Populações mais vulneráveis à precarização do trabalho 

“Uma questão central nesse debate é a perversa estratificação social de classes nas quais os trabalhos mais pesados, desgastantes, penosos e insalubres são exercidos pelos grupamentos sociais mais periféricos, menos remunerados, geralmente menos organizados, mais explorados, presentes nos acelerados processos de precarização do trabalho, agora legalizados e ‘naturalizados’, principalmente a partir da destruição trabalhista consagrada em 2017, e em prosseguimento”. 

“As jornadas de trabalho abusivamente longas e a intensificação do trabalho, em todas suas formas, estão na raiz dos adoecimentos físicos e mentais provocados ou agravados pelo trabalho, e explicam também os acidentes do trabalho. Por outro lado, os modelos de gestão do trabalho baseados em assédio – por exemplo, na cobrança de metas abusivas – também provocam desgaste mental, sofrimento e formas de adoecimento que estão crescendo aceleradamente em nosso país”.

“Neste contexto, negros, mulheres e imigrantes estão entre os mais atingidos. Portanto, uma vulnerabilidade social de gênero e de raça, e não biológica. Reitero: o bem-vindo ‘agito’ em torno da PEC contra a jornada 6×1 vem oportunizando um grande despertar sobre as condições de vida e trabalho vigentes no Brasil, onde a questão do tempo de trabalho é fulcral, mas também seu corolário: a importância do tempo livre. E mais: nas palavras de Antonio Candido, ‘a luta pela justiça social começa por uma reivindicação do tempo: ‘eu quero aproveitar o meu tempo de forma que eu me humanize’”. 

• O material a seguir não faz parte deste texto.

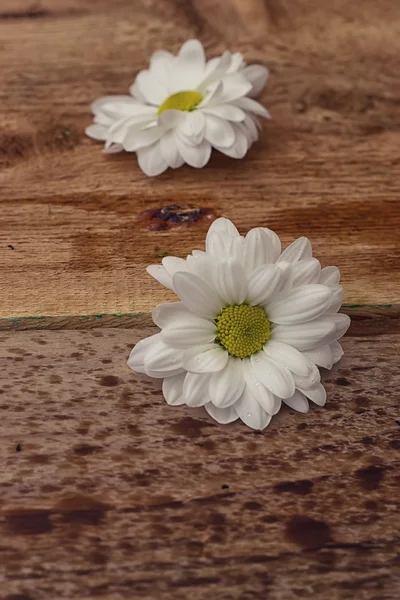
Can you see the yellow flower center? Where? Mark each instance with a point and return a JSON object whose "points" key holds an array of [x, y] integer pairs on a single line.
{"points": [[242, 329], [181, 101]]}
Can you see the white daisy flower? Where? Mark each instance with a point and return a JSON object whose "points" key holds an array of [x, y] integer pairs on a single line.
{"points": [[181, 108], [252, 326]]}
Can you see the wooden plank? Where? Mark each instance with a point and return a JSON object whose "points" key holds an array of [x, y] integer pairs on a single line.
{"points": [[113, 494], [326, 166]]}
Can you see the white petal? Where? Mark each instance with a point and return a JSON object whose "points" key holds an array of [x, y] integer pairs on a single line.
{"points": [[171, 118], [113, 149], [227, 385], [172, 389], [276, 242], [342, 323], [151, 160], [311, 380], [303, 304], [193, 125], [170, 152], [259, 249], [231, 282], [298, 402], [298, 250], [275, 377], [136, 139], [161, 275], [321, 356], [251, 412], [238, 148], [215, 69], [252, 106], [337, 298], [329, 276], [197, 295], [306, 271], [263, 283], [163, 359], [288, 357], [225, 111], [138, 353], [223, 226], [98, 132], [287, 276], [337, 352], [305, 336], [222, 415], [268, 401], [190, 330], [257, 75], [316, 393], [219, 132], [190, 65], [205, 359], [195, 156], [195, 389]]}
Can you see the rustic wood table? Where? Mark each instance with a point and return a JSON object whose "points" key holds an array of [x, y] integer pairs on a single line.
{"points": [[106, 491]]}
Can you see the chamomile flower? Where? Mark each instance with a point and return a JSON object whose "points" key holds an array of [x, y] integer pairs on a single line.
{"points": [[181, 108], [251, 327]]}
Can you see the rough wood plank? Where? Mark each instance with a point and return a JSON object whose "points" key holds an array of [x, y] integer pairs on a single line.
{"points": [[327, 165], [113, 494]]}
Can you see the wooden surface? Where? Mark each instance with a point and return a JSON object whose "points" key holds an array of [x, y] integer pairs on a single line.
{"points": [[114, 494], [105, 491], [327, 165]]}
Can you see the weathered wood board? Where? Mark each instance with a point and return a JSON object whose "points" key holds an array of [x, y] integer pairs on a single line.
{"points": [[114, 494]]}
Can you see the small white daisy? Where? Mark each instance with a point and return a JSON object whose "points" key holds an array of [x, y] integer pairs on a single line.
{"points": [[181, 108], [252, 326]]}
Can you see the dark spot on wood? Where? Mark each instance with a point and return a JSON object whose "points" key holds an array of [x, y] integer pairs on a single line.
{"points": [[302, 487], [189, 427], [307, 532], [269, 519], [28, 522], [252, 505], [362, 401], [109, 381], [80, 509], [342, 381], [18, 597], [85, 449], [370, 478], [368, 441], [159, 219], [41, 459], [301, 426], [207, 445]]}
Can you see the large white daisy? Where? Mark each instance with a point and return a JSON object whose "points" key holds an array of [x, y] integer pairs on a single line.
{"points": [[181, 108], [252, 326]]}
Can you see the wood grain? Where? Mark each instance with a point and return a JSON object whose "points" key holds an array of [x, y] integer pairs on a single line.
{"points": [[107, 492], [327, 166]]}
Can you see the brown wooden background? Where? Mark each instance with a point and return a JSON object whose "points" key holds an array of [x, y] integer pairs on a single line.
{"points": [[105, 491]]}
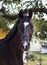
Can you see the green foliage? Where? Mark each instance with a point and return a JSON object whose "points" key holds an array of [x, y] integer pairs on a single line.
{"points": [[40, 26]]}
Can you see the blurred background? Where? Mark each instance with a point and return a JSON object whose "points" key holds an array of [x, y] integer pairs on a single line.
{"points": [[37, 54]]}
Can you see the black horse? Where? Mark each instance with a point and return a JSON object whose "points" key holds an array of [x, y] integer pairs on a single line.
{"points": [[16, 41]]}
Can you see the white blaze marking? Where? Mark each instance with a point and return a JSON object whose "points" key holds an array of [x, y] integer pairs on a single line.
{"points": [[26, 23]]}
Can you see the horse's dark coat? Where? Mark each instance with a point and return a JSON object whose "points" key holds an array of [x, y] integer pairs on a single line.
{"points": [[10, 46]]}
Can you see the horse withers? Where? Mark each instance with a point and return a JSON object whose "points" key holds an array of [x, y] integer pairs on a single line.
{"points": [[17, 41]]}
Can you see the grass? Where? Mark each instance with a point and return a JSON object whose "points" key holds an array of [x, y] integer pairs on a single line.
{"points": [[43, 57]]}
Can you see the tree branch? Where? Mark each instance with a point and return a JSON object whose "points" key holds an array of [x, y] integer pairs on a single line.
{"points": [[12, 17]]}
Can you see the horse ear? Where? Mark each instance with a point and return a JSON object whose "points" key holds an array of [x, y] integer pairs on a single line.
{"points": [[30, 13], [21, 13]]}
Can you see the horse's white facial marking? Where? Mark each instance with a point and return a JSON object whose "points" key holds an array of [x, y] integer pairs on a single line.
{"points": [[26, 24]]}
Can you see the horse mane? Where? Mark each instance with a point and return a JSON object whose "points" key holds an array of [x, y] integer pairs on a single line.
{"points": [[11, 34]]}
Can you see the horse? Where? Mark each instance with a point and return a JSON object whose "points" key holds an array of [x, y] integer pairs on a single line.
{"points": [[16, 41]]}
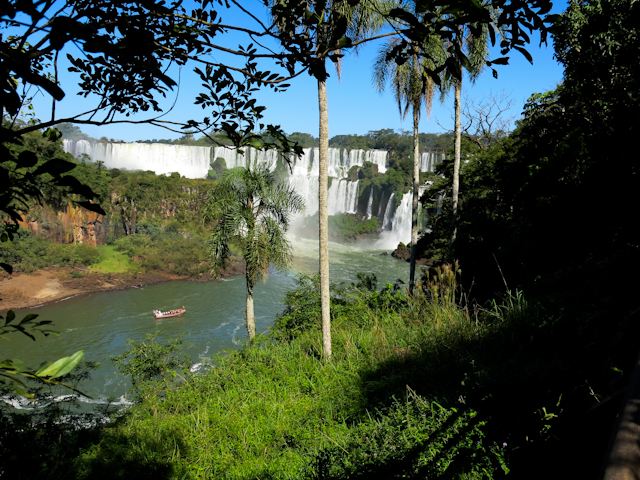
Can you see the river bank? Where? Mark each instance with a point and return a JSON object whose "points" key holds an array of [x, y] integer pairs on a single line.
{"points": [[27, 290]]}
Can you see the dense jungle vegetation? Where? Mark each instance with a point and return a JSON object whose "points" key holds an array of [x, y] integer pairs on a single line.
{"points": [[512, 357]]}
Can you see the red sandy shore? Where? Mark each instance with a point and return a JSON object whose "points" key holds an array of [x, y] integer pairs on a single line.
{"points": [[25, 290]]}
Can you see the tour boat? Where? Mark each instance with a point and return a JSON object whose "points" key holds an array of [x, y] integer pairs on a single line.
{"points": [[170, 313]]}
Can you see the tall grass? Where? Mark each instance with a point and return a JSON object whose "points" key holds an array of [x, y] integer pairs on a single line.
{"points": [[418, 387], [278, 410], [111, 261]]}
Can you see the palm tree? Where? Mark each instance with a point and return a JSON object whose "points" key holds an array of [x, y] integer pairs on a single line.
{"points": [[476, 50], [252, 209], [361, 21], [411, 88]]}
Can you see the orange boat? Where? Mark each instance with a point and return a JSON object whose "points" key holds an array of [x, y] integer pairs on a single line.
{"points": [[170, 313]]}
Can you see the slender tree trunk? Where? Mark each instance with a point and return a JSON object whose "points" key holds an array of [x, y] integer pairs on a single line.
{"points": [[251, 318], [323, 216], [456, 161], [416, 175]]}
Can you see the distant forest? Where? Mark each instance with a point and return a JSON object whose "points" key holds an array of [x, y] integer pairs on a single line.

Ganhos humanos da redução da jornada

“A redução da jornada de trabalho (se for real, e não substituída por dois ou três vínculos de trabalho para garantir a sobrevivência) implicará em progressivos ganhos de tempo livre. Tempo livre que cada um escolhe como administrar: para fins de lazer, escolares e educacionais, para fins culturais, enfim, para expressões positivas de promoção da saúde individual e coletiva. Assim como a lógica da teoria da determinação social do processo saúde/doença identifica a contribuição negativa das longas jornadas de trabalho (e do tempo e forma de transporte in itinere) sobre a saúde individual e coletiva, sabe-se que as atividades de lazer (não ocupado pelo consumismo), de práticas de esportivas, de estudo, de leitura, de edificação ‘espiritual’, de companheirismo e de construção social da resistência (o mais temido pelo capitalismo) contribuem para a promoção da saúde e prevenção das doenças e dos processos degenerativos, físicos e mentais, e para o envelhecimento saudável”. 

“Aumento da produtividade” 

“Não defendo a tese do ‘aumento da produtividade’ supostamente gerado pela redução da jornada de trabalho, entendendo, também, que as inovações tecnológicas e organizacionais, saudáveis e controladas pelos trabalhadores e trabalhadoras, podem contribuir para eventual aumento da produtividade. Já há muitos que defendem a economia e o capital. Faltam pessoas e ideias que defendam os perdedores de sempre – a classe trabalhadora. Esta é a nossa luta”.